Blog de Pablo Sebastián. Presidente y fundador del diario de internet Republica.com

España desolada y los políticos a palos

La imagen de la salida de la cárcel del criminal etarra Troitiño, el autor del atentado de Hipercor en Barcelona donde murieron 21 personas, ha vuelto a remover la indignación y los sentimientos de millones de españoles que ven, a su pesar pero de acuerdo con la ley, cómo semejante personaje se beneficia de la sentencia del Tribunal de Estrasburgo que suspendió la doctrina Parot. No hay consuelo para las víctimas del terror, como tampoco existe un halo de esperanza para los millones de españoles que hoy sufren desde el paro o la desolación familiar y personal los efectos de la crisis económica que atenaza todo el país.

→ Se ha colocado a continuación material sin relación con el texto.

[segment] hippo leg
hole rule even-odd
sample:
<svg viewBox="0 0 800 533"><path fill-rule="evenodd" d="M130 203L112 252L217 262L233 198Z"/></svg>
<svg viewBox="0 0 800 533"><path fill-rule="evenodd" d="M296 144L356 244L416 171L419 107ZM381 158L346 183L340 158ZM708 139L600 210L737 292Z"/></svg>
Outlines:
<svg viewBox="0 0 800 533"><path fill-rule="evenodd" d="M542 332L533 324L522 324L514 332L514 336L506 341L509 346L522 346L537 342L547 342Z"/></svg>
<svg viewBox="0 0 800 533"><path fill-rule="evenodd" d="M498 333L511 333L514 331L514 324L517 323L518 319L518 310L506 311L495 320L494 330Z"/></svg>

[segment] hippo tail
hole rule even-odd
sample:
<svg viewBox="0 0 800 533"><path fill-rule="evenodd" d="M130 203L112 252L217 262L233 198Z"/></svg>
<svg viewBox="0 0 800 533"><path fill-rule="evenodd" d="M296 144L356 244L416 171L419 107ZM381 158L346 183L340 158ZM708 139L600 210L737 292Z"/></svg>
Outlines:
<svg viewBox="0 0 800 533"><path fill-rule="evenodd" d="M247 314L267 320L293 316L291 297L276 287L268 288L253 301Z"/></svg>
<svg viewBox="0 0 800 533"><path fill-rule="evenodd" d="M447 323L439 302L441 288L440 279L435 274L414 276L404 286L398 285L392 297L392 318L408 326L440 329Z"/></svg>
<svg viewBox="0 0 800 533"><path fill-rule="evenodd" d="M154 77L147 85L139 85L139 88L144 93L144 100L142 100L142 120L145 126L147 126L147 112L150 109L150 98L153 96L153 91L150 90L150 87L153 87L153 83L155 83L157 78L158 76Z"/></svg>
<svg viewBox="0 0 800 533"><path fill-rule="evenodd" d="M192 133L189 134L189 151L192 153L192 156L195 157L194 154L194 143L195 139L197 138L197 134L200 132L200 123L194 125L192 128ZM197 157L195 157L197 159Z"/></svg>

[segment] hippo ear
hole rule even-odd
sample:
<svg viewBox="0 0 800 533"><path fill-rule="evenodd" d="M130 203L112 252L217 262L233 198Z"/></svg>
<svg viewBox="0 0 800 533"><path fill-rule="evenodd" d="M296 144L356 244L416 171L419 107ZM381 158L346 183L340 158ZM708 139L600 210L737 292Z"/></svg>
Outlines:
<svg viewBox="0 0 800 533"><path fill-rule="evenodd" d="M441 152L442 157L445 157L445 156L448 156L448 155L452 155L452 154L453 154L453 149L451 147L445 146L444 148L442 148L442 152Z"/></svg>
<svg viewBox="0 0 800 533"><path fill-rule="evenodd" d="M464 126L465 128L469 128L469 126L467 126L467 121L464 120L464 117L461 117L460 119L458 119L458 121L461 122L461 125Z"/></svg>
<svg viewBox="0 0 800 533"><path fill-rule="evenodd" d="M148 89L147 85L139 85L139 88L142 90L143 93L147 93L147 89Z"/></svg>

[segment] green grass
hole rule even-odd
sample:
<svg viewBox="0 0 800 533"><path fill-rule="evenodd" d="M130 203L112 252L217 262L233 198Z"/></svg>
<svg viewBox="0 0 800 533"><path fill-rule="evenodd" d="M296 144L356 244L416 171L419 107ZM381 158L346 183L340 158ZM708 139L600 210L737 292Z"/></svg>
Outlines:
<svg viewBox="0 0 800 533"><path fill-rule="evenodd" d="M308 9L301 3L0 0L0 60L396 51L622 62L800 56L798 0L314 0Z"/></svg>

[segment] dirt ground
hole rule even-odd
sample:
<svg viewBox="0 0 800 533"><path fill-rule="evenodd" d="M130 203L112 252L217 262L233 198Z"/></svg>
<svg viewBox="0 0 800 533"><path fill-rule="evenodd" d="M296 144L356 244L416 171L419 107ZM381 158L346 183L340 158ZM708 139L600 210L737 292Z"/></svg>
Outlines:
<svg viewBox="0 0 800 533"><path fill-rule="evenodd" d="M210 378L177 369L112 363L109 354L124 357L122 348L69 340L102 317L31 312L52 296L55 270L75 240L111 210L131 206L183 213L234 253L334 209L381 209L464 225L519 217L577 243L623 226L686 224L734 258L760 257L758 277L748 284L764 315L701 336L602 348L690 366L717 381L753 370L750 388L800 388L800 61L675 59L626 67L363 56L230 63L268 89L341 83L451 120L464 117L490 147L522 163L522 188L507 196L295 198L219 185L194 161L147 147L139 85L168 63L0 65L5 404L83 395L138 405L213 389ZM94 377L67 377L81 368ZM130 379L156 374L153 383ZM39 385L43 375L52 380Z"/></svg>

Y no perder de vista el intolerable desafío catalán que ha querido hurgar en las heridas de una España enferma, intentando sacar provecho de la postración en pos de la independencia catalana que desde luego no van a lograr. Y ¿qué podemos decir del enorme barrizal de la corrupción del que no para de salir a la luz pública con alarmantes noticias?

Y ¿qué hacen ante todo esto los primeros gobernantes y dirigentes políticos de nuestro país? Pues poca cosa, pero desde luego nada que garantice la presencia de los mejores al frente del Gobierno del PP, que está pidiendo a gritos una crisis de Gabinete a la que -como a toda decisión importante- se resiste Rajoy, por más que estemos asistiendo a espectáculos tan lamentables como el que ha protagonizado el ministro Wert, a propósito de las becas Erasmus, en esta semana que termina.

El Gobierno de Rajoy está agotado, la cúpula del PP está tocada por la corrupción de los casos Gürtel y Bárcenas y, por si algo les faltara, se acaban de pelear en público y a cara de perro los dos máximos líderes del PP, el presidente del Gobierno y del partido Mariano Rajoy y el presidente de honor del PP y expresidente del Gobierno, José María Aznar. Sobre todo después de que Rajoy haya dado órdenes a sus ministros y altos cargos del PP para que no acudan a las continuas reapariciones de Aznar, en las que el expresidente se entromete en la política del Gobierno con directas y aceradas críticas en contra de Rajoy. Un vacío oficial del PP y del Gobierno contra Aznar sobre el que, el ahora presidente de FAES, ha dicho con tono amenazante que él “toma nota” de ello y de la intención de ruptura personal con él que esto encierra.

Y si pasamos al campo de la oposición ahí está el PSOE en su Conferencia programática, con el liderazgo de Rubalcaba por los suelos, los barones aspirantes al liderazgo luchando entre sí entre  los bastidores de la reunión, y sin una fecha para celebrar unas primarias para elegir candidato. Aunque en realidad lo que deben es celebrar un Congreso para que el candidato sea el secretario general del PSOE y evitar así bicefalia. Y para que el nuevo líder pilote la redacción de su programa y no sea al revés tal y como pretende la Conferencia -’primero programa y luego primarias’, dice el aparato-, un falso discurso con el que Rubalcaba espera ganar tiempo a ver si logra permanecer al frente del poder.

Como en el PP, los primeros dirigentes del PSOE están a palos y enfrentados -González y Guerra vuelven a discrepar, esta vez a propósito del PSC-, no consienten la renovación del liderazgo y se niegan a hablar a fondo de la crisis de Cataluña y del PSC porque saben que no tiene más salida que la ruptura y la presentación en Cataluña de las siglas españolistas del PSOE. Y a no perder ahora de vista otras peleas internas en IU -entre Lara y Llamazares-, o en CiU, entre Mas y Duran.

Y si en plena crisis nacional, los primeros dirigentes del país están a palos entre sí, y además entre los grandes partidos no hayvisos de lograr un gran acuerdo nacional contra la crisis y por la unidad de España, entonces entenderemos el nivel de la desolación que invade a millones de españoles, frente al rostro impenetrable e irresponsable de quienes hoy se pelean en sus propias ‘familias’ por sus poltronas respectivas de poder, haciendo alarde de una irresponsabilidad manifiesta que daña la vida política nacional.